When asked about the team’s training last month, he replied, “Did they say the training was too hard? I thought I gave them enough rest.”
Hard training typically is associated with Hanwha Eagles Manager Kim Sung-keun, but Kia’s training last month was tough enough. The only difference was that Hanwha’s training was required for everyone, while Kia’s was optional. Even Choi Hee-seop, who rarely played in the past couple of years, joined the Tigers training camp last month in Miyazaki, Japan.
Kia has been on the decline since winning the Korean Series in 2009, and many players and coaches naturally fell into defeatism. After raising the trophy five years ago, the team advanced to the postseason only once, in 2011, and was eliminated in the first round. This season, the Tigers finished in eighth place, ahead of only the Hanwha Eagles.
Kim is trying to revitalize the team and get closer to them in his own way, just like he did with the Twins three years ago.
“I don’t know how the team is going to change, but I am confident I can communicate with the players,” he said.
One of the biggest mysteries this season was Kim’s resignation on April 23. LG waited 20 days for him to come back, but they finally named Yang Sang-moon as the new manager.
Baseball fans, in particular, wondered why Kim would leave after leading the Twins to the postseason for the first time in 11 years.
At the time of his resignation, the team was in last place after 17 games with 111 to go. Some said he gave up too soon, and there were rumors he had been offered a job at another club.

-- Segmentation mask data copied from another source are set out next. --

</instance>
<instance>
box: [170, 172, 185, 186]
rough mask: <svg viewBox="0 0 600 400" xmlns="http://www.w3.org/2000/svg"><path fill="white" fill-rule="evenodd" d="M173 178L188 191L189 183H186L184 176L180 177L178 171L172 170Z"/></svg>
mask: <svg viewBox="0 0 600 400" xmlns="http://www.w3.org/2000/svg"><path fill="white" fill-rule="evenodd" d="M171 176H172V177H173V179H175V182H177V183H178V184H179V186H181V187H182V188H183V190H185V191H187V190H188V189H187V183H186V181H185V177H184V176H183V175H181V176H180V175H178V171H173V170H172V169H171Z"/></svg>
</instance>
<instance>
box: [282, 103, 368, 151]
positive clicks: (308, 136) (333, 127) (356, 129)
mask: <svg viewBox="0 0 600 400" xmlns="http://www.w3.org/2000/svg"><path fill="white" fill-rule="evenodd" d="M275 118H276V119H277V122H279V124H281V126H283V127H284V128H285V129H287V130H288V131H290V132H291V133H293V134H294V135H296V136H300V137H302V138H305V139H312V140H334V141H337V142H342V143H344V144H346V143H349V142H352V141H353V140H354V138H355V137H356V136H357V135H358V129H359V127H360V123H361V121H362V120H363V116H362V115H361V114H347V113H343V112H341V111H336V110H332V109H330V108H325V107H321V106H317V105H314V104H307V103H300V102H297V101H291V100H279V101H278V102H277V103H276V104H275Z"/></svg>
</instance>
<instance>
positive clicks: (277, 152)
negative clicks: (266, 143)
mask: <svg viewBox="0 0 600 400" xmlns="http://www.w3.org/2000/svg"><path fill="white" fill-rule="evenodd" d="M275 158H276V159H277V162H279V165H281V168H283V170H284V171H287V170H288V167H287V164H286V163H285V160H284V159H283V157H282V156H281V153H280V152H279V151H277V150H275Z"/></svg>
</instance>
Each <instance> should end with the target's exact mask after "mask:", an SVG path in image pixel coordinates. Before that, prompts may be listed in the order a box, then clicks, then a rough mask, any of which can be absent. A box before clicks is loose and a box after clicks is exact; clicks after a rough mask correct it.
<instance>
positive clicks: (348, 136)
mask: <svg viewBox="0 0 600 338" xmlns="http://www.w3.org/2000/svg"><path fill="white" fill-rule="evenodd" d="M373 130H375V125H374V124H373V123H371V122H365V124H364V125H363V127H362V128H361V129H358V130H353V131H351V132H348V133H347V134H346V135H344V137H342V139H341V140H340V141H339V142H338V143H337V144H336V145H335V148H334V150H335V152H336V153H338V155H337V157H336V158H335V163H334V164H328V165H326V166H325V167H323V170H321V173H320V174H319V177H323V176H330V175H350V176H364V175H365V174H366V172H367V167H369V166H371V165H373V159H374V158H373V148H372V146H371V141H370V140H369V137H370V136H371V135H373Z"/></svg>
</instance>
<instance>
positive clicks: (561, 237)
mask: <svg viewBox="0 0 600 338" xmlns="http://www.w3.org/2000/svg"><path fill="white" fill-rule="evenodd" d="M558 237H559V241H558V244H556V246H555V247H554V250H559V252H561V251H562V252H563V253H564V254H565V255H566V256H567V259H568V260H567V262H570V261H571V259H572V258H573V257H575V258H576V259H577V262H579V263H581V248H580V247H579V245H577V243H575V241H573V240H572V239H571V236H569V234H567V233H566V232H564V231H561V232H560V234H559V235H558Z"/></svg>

But Kim did not become Kia’s manager until late October, six months after his resignation, after Sun Dong-yeol stepped down.
When asked if he regrets his resignation from LG, he said, “Not at all, because it went well for LG after I left.”

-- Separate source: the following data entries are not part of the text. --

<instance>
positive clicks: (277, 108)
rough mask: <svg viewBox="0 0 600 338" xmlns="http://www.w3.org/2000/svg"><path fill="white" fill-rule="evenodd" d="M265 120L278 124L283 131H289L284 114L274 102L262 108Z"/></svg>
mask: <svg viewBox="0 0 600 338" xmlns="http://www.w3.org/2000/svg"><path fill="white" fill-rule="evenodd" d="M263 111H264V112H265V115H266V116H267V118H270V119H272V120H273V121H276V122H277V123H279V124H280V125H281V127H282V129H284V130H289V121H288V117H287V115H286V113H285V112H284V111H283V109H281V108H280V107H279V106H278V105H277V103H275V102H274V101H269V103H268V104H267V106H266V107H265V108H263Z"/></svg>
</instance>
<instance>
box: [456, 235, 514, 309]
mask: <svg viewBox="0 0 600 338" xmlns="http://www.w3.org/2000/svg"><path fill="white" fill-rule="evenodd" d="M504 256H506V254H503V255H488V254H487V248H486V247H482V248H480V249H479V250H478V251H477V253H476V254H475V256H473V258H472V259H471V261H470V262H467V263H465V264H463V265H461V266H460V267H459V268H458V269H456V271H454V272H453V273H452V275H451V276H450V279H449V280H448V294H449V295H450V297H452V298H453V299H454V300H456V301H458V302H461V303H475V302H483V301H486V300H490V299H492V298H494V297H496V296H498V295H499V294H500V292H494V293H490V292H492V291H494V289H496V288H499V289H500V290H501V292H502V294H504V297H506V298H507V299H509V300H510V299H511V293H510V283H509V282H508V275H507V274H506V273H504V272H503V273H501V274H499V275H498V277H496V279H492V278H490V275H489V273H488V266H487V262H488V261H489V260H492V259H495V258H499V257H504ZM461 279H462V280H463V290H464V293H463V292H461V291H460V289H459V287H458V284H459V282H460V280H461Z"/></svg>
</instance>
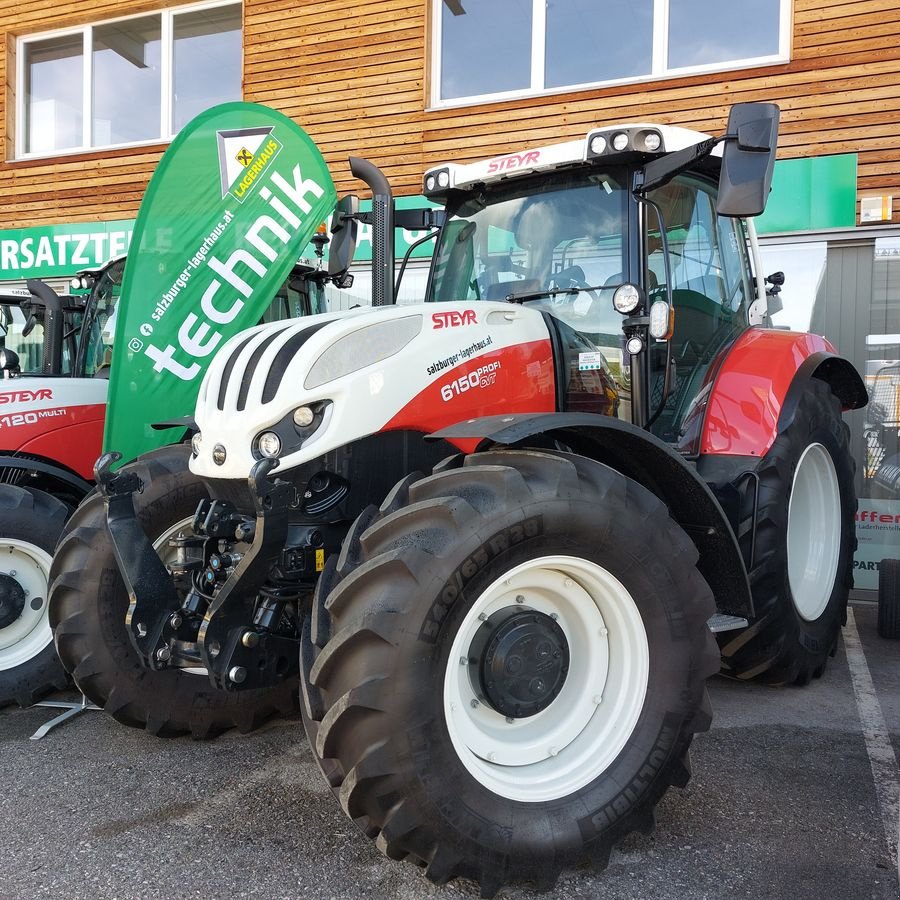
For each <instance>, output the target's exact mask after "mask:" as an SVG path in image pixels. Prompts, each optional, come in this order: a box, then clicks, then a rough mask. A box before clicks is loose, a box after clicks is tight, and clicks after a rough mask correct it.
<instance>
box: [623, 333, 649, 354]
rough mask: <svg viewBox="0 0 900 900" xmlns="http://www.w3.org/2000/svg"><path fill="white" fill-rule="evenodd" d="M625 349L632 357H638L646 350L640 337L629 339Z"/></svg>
mask: <svg viewBox="0 0 900 900" xmlns="http://www.w3.org/2000/svg"><path fill="white" fill-rule="evenodd" d="M625 349H626V350H627V351H628V352H629V353H630V354H631V355H632V356H637V354H638V353H640V352H641V350H643V349H644V342H643V341H642V340H641V339H640V338H639V337H633V338H628V343H627V344H625Z"/></svg>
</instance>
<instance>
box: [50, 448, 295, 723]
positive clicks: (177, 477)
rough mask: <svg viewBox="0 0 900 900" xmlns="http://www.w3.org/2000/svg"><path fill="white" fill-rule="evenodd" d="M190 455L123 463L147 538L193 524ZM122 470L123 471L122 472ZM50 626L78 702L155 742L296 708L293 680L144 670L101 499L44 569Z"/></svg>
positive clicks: (159, 455)
mask: <svg viewBox="0 0 900 900" xmlns="http://www.w3.org/2000/svg"><path fill="white" fill-rule="evenodd" d="M189 455H190V450H189V449H188V448H187V447H185V446H184V445H175V446H171V447H164V448H162V449H160V450H155V451H153V452H152V453H148V454H146V455H145V456H142V457H140V458H139V459H138V460H137V461H135V462H134V463H132V464H131V465H129V466H127V467H126V468H127V470H130V471H134V472H136V473H137V474H138V475H139V476H140V478H141V480H142V482H143V484H144V489H143V492H141V493H138V494H135V497H134V502H135V512H136V514H137V517H138V519H139V521H140V522H141V524H142V526H143V527H144V530H145V531H146V533H147V535H148V536H149V537H150V539H151V541H153V542H154V543H156V542H157V541H158V540H159V539H160V538H162V537H163V536H165V535H167V534H168V535H174V534H175V533H177V532H178V531H182V530H185V529H186V528H188V527H189V526H190V521H191V519H192V518H193V515H194V511H195V510H196V508H197V504H198V503H199V501H200V500H201V499H204V498H205V497H207V496H208V494H207V491H206V488H205V487H204V485H203V482H202V481H201V480H200V479H199V478H198V477H197V476H195V475H193V474H192V473H191V472H190V470H189V469H188V458H189ZM123 471H124V470H123ZM50 579H51V581H50V623H51V625H52V626H53V632H54V637H55V639H56V647H57V650H58V651H59V656H60V659H61V660H62V662H63V665H64V666H65V667H66V669H67V670H68V671H69V672H71V673H72V677H73V678H74V679H75V683H76V684H77V685H78V687H79V689H80V690H81V691H82V692H83V693H84V695H85V696H86V697H87V698H88V699H89V700H91V701H93V702H94V703H96V704H97V706H100V707H102V708H103V709H105V710H106V712H108V713H109V714H110V715H111V716H113V717H114V718H115V719H116V720H118V721H119V722H122V723H123V724H125V725H130V726H132V727H135V728H143V729H146V730H147V731H148V732H150V733H151V734H154V735H158V736H160V737H173V736H176V735H180V734H191V735H192V736H193V737H194V738H198V739H202V738H209V737H214V736H215V735H216V734H218V733H220V732H222V731H224V730H226V729H228V728H232V727H237V728H238V729H240V730H241V731H244V732H247V731H252V730H253V729H255V728H257V727H258V726H260V725H261V724H263V722H265V721H266V720H267V719H269V718H270V717H272V716H274V715H278V714H289V713H292V712H294V711H295V710H296V705H297V700H296V697H297V682H296V680H294V679H287V680H286V681H285V682H283V683H281V684H279V685H277V686H275V687H273V688H266V689H259V690H248V691H235V692H227V691H222V690H217V689H216V688H214V687H213V686H212V684H211V683H210V681H209V679H208V678H207V677H206V675H205V674H199V673H198V674H194V673H187V672H183V671H181V670H180V669H176V668H171V669H165V670H162V671H154V670H151V669H148V668H146V667H145V666H144V665H143V663H142V661H141V659H140V657H139V656H138V653H137V651H136V650H135V648H134V646H133V645H132V643H131V640H130V638H129V636H128V632H127V630H126V627H125V613H126V611H127V610H128V594H127V592H126V589H125V584H124V582H123V581H122V577H121V575H120V574H119V570H118V567H117V565H116V559H115V556H114V553H113V545H112V540H111V538H110V535H109V530H108V529H107V525H106V511H105V506H104V503H103V497H102V496H101V495H100V494H93V495H91V496H90V497H88V498H87V499H86V500H85V501H84V502H83V503H82V504H81V506H79V507H78V509H77V510H76V512H75V514H74V515H73V516H72V518H71V519H70V520H69V524H68V525H67V526H66V530H65V533H64V534H63V537H62V540H61V541H60V544H59V548H58V550H57V554H56V556H55V558H54V560H53V566H52V568H51V572H50Z"/></svg>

The Twins finished the regular season in fourth place and made it to the second round of the postseason, before losing in four games to the Nexen Heroes.
Kim said he actually had considered resigning when the team fell to the Doosan Bears in the first round of the postseason in 2013, blaming himself for the loss.
Then, when LG had a losing streak in April, players shaved their heads to show their determination and loyalty, saying they would do better to keep Kim, who was in the last season of his contract.
“I believe players should not play for the manager,” said Kim. “It only makes them perform worse, and I thought I was the one who should leave the team. It’s the same with the Kia Tigers. I won’t cling to something that won’t work.”